Outils pour utilisateurs

Outils du site


PALAFRA Latin Corpus

Corpus versions

  • V. 0 October 2016 (initial) tested at Lille workshop
  • V. 1 May 2017
  • V. 1.1 May 2017 (added support for MGH facsimiles)
  • V. 1.2 July 2017 (added enclitic space highlight in edition)

Corpus usage questions

We would like to optionally exclude the following text parts from analyses to prevent biased statistics. This exclusion should be applicable during partition/subcorpus definition and/or searching.

Headlines and Prologs

1) how to mark these parts in the imported XML

I know that for a), these parts are represented in TEI by <head> (already used) and <prologue> (not used yet).

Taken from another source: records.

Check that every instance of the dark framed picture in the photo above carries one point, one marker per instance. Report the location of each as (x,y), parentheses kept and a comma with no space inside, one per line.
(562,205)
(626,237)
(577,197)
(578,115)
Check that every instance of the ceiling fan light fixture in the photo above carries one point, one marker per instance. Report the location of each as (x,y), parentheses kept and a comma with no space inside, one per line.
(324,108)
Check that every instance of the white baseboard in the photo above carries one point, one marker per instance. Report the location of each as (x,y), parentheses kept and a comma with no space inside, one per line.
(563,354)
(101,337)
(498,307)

But, for instance, I do not know to address this markup in TXM.

a) Ok for <head>. According to the TEI guidelines, “<prologue> contains the prologue to a drama, typically spoken by an actor out of character, possibly in association with a particular performance or venue”. I am not not that fits your case. I would rather use <div type=“prologue”> (as we do in the BFM)

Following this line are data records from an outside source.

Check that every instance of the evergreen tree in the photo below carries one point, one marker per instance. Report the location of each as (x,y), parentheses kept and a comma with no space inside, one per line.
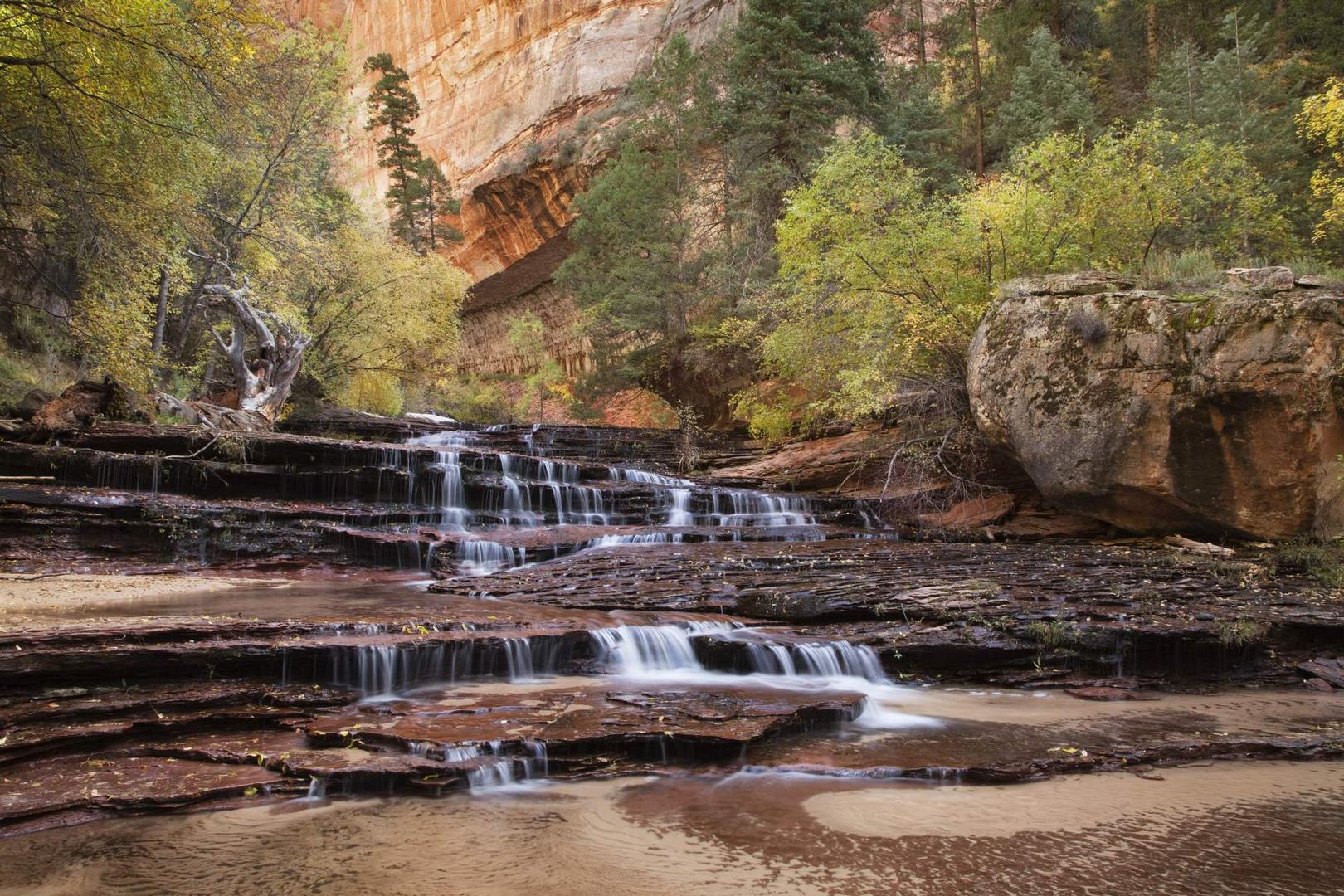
(1047,97)
(797,67)
(923,128)
(431,197)
(392,106)
(1238,95)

how to use the marks in TXM?

There are basically to ways to exclude some parts of text from indexing and statistical analyses :

1) Exclude them while importing the corpus. They will be permanently excluded from the CQP indexes but they can be displayed in TXM editions and “back to text” functionality. The advantage of this solution is that is easy for the users but the drawback is that you cannot search these text parts even if you need so.

2) Create a subcorpus that does not contain the excluded parts. This works relatively fine with top level divisions but for smaller elements that are mixed with relevant parts, it is more tricky. The problem is that you have to 'atomize' the subcorpus, which makes unavailable queries using context constraints.

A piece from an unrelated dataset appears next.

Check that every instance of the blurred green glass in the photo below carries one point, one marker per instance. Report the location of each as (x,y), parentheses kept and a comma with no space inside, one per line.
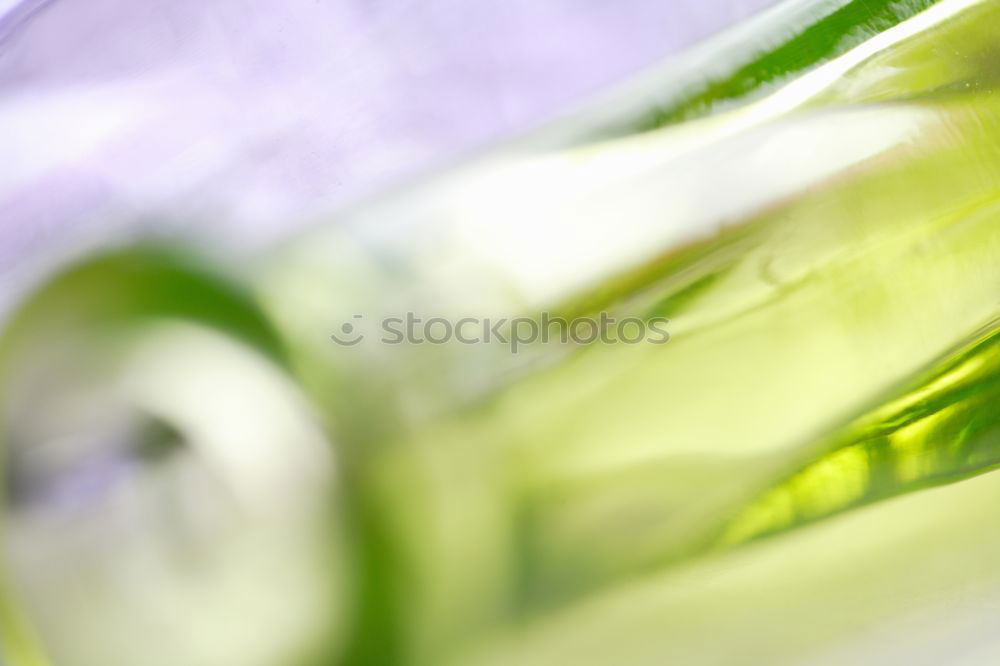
(798,476)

If you prefer the 1st solution, you can just use the “out of text to edit” field in the XTZ import form to enter elements like head or cit (just list the element names separed by a comma: head, cit). Unfortunately, this does not work for attribute values. You will have to tranform them into custom elements with a front XSLT stylesheet. E.g. transform <div type=“unchecked”> into <div-unchecked>. Once you decide what elements what elements you exclude, I may help you finalize the XSLT stylesheets to process them.

Il you prefer the 2nd solution I may help you elaborate CQL queries to create the subcorpus.

Bible citations

how to mark these parts in the imported XML ?

for bible citations you may use :

  1. <quote> for the cited text
  2. <bibl> for the reference to the Bible book, chapter, verset, etc, if any

how to use the marks in TXM?

Text beyond a certain length, i.e. a certain number of words (we have partially unchecked texts)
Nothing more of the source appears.